Hey, I have been living under a rock for a few months, but the sun is shining and it's time to put together the menus for the later spring and summer. What is going on out there? Any groovy new items adorning your sweets menus? What has worked in the past?
I love to ask this question each season to see what is going on in the industry. It gets lonely in the bake shop on your own  
New items for us are, Coconut Ginger Flan with caramel popcorn: Pecan tart with rum in phyllo, rhum caramel sauce served with banana gelato: Burbon Vanilla cheese cakes with honey pineapple compote and lyechee, exotic and raspberry sauces round out the newbies. 
Looks like I will be flying solo this summer with my own shop. YIKES!!!!!


----------



## w.debord (Mar 6, 2001)

I have to ask...what's a pecan tart in phyllo consist of? Do you mean a pecan purse?


----------



## m brown (May 29, 1999)

pam spray a muffin tin or 4 oz single serving tin, 6 layered buttered sheets, cut 1/6 of a sheet of phyllo stuff into the tin. place pecans and the pie syrup into the "cup" and bake. Pops out, serve warm dusted with cocoa or 10x sugar.


----------



## momoreg (Mar 4, 2000)

That sounds lovely...  

So does your solo gig! Please tell what sort of operation you are planning. It must be a ton of work (but worth it, right?).

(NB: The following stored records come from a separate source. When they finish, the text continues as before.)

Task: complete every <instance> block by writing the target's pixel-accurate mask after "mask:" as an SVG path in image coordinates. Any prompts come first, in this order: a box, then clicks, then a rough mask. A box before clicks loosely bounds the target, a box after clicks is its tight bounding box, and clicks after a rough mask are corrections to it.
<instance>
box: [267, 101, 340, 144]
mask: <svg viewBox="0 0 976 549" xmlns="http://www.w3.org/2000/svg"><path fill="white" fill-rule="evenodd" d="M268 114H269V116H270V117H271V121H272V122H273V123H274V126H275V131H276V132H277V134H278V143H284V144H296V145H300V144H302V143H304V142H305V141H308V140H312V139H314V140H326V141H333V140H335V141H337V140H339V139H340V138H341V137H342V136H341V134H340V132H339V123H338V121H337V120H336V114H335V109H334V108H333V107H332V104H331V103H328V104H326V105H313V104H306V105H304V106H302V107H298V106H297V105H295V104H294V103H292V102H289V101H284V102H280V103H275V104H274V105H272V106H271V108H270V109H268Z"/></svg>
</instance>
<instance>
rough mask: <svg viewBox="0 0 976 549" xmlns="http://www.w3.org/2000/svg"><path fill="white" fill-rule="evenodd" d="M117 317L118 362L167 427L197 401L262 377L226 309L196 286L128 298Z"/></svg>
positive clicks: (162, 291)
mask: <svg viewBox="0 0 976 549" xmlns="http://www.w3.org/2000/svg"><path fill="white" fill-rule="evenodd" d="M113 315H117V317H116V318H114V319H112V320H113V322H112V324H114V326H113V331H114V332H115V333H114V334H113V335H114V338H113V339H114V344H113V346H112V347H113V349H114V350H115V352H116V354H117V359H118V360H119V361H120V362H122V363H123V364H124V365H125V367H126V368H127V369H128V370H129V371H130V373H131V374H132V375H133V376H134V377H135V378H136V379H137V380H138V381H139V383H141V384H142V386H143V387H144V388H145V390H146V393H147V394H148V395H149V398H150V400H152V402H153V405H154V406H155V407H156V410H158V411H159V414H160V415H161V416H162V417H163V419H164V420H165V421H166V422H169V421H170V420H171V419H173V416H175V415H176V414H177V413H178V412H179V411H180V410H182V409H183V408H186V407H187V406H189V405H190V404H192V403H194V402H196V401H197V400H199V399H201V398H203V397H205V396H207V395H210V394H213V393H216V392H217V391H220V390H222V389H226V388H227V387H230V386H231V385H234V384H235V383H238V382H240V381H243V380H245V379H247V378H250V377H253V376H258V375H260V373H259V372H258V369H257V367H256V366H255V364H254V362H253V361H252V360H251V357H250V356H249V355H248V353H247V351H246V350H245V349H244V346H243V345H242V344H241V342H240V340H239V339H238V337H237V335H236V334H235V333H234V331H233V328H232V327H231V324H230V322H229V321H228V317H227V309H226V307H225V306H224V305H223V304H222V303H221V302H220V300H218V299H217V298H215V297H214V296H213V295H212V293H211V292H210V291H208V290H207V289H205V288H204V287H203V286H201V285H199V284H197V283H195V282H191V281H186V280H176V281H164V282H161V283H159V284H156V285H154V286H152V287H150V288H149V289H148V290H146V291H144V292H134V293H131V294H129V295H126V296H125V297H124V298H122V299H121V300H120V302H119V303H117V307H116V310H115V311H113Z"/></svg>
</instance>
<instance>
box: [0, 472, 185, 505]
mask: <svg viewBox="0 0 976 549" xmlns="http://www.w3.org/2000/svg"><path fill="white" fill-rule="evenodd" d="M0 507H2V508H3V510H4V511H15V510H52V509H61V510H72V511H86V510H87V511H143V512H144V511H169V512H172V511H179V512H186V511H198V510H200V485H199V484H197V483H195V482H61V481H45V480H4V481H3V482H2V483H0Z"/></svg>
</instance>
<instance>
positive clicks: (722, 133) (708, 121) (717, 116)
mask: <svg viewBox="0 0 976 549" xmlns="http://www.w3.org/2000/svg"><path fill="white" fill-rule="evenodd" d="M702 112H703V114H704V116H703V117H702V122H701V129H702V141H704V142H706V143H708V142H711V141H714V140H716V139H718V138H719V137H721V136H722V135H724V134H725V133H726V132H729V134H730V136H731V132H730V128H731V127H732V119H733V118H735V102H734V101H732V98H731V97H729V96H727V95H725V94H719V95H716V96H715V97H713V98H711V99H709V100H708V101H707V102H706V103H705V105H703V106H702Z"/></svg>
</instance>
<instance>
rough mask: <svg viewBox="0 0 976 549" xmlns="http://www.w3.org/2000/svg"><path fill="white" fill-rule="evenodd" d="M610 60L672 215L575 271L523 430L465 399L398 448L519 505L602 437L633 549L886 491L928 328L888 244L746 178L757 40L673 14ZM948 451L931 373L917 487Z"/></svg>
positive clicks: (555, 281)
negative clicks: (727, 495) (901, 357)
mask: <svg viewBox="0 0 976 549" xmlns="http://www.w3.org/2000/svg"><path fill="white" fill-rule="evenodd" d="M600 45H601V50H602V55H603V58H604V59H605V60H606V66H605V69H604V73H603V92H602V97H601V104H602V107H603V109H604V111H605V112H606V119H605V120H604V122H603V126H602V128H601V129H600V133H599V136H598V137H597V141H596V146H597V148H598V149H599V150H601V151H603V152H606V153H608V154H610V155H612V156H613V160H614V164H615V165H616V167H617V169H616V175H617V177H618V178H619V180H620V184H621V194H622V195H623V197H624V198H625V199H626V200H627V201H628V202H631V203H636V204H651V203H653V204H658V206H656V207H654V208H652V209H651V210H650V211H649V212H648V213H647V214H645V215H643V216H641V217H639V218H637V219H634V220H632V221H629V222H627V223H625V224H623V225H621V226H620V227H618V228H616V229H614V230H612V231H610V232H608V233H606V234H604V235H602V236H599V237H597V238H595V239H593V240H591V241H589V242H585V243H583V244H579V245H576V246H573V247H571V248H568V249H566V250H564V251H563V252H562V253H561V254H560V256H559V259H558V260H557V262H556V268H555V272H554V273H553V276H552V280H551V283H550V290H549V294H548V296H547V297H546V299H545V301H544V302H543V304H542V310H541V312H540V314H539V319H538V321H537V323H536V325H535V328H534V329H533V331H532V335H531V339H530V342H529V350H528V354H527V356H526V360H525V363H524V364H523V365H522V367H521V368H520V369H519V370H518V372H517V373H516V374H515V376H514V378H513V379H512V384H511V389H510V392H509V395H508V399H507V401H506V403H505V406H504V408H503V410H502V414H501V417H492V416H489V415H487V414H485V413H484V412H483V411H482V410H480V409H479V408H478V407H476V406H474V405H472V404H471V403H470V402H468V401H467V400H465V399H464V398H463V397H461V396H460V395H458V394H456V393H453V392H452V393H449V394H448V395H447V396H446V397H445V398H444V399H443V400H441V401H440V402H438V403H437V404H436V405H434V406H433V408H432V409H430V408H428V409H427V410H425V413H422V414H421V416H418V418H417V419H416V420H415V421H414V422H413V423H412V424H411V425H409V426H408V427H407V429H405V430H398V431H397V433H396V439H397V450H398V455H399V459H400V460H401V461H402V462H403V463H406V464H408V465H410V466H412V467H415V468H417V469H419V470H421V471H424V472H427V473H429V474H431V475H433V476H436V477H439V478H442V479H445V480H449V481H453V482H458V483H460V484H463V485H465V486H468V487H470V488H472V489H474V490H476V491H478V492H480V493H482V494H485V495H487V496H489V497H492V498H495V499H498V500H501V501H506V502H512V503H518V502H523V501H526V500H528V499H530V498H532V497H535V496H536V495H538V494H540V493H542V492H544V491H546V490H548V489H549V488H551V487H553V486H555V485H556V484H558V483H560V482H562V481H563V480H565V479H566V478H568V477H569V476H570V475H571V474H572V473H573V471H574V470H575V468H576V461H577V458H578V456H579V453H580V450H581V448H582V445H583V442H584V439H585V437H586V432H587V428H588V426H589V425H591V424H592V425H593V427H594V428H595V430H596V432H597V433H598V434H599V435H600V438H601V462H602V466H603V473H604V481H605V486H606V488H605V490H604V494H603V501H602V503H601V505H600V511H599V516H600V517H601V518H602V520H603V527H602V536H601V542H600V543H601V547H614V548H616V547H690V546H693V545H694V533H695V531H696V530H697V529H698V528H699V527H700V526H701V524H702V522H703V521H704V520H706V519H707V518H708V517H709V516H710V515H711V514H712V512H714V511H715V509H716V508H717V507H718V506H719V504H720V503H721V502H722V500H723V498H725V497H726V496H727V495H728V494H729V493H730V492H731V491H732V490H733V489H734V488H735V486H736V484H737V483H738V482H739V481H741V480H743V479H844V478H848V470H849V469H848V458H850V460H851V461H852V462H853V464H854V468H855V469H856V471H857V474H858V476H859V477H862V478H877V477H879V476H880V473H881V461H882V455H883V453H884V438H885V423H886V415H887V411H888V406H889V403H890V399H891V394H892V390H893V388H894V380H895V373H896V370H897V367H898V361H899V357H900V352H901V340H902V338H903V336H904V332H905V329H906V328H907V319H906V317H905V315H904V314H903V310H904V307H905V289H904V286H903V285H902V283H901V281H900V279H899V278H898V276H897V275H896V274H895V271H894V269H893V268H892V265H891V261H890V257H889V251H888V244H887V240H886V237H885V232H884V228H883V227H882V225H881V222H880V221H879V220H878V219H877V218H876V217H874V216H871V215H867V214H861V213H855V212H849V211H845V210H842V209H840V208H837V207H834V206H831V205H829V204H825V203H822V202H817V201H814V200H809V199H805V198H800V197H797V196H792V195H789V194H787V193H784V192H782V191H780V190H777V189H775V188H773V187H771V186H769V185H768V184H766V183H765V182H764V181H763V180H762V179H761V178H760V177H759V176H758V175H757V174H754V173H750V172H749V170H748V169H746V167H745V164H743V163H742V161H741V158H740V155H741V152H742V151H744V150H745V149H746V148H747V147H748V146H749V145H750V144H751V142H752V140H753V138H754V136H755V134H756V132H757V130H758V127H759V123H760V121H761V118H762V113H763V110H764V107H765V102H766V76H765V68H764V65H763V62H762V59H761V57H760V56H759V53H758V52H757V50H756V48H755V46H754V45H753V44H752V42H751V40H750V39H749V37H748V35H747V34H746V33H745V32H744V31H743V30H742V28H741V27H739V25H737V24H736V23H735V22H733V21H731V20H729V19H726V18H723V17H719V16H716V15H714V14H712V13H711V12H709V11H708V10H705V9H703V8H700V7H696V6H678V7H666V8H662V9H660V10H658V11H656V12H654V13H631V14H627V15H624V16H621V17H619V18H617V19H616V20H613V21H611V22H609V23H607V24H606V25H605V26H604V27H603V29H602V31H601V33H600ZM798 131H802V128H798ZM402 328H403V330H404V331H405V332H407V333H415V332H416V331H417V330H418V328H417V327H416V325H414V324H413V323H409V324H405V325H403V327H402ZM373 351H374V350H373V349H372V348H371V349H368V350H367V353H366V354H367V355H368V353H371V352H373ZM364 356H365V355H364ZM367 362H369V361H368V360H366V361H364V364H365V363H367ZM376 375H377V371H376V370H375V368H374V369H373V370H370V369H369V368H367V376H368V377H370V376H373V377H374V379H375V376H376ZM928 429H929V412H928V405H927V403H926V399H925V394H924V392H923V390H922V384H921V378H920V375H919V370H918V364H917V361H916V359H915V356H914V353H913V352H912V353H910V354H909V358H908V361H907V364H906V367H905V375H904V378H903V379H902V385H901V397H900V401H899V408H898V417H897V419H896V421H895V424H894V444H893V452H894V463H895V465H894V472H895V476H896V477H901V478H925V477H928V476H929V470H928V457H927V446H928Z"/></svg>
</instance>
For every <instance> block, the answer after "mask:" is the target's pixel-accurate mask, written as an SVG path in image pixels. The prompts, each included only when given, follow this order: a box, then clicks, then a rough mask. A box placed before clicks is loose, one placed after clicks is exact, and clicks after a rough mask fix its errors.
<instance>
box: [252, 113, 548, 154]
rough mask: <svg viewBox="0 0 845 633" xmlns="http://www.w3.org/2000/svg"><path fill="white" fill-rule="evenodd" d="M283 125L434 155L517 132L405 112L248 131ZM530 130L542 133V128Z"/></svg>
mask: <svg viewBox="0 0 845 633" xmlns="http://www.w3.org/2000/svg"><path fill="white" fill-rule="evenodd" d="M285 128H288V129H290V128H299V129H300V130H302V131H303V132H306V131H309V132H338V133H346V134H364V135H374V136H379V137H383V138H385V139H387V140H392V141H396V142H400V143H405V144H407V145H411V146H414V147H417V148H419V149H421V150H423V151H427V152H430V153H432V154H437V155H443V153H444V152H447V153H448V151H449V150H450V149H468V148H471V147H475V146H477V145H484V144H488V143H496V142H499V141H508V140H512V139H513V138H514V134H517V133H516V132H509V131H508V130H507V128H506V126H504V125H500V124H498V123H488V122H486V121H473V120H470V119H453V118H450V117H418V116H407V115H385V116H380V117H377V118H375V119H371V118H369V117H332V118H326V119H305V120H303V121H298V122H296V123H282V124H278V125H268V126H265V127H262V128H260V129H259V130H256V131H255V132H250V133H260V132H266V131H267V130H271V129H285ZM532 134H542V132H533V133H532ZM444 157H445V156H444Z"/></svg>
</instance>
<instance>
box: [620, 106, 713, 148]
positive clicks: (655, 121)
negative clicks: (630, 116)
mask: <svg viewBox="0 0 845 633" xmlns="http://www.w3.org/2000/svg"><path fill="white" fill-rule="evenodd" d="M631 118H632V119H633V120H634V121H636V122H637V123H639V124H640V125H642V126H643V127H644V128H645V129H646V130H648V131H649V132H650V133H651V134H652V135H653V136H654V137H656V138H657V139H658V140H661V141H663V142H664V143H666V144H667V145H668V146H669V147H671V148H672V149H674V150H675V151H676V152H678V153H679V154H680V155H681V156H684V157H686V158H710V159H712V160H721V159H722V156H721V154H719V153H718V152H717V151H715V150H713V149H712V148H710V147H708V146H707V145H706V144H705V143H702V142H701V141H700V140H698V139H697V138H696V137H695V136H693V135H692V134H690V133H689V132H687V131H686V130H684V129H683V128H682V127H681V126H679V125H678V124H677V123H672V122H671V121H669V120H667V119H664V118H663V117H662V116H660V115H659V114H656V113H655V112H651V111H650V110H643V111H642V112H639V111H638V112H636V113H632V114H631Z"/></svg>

The newest thing on my menu is a raspberry and citrus martini. I pipe pretty lines of ganache up the sides of a martini glass, and fill with layers of mousses and fruit curds. It's very refreshing. I serve it with a tuile in the shape of a bow, with long ribbons. Easy for huge parties, and nice presentation.


----------



## cape chef (Jul 31, 2000)

Momoreg,

That martini sounds great! So does M Browns Pecon tart in pyllo. M Brown, I'm really happy for you. I hope that your new venture will be very succesful.Let us know when your up and running,I'm an hour away and would love to check it out.
cc


----------



## svadhisthana (May 6, 2001)

M brown,
Good luck, I'm sure you'll do great because it's something you love.

[ June 03, 2001: Message edited by: Svadhisthana ]

[ June 03, 2001: Message edited by: Svadhisthana ]


----------



## momoreg (Mar 4, 2000)

Gee thanks, Svadhisthana. I'm doing okay so far...


----------



## mofo1 (Oct 15, 2000)

Can the world get any better than a perfect strawberry dipped in ganache? (white or dark...who cares.)


----------



## shroomgirl (Aug 11, 2000)

Congrats. Are you selling wholesale and retail? 

Martini sounds pretty MOMO
hmmmm....nothing really exciting dessert wise, here. Rhubarb is in season.


----------



## pooh (Mar 13, 2001)

Shroom,

Do you feel like starting a new topic, something like *What to do with rhubarb*


----------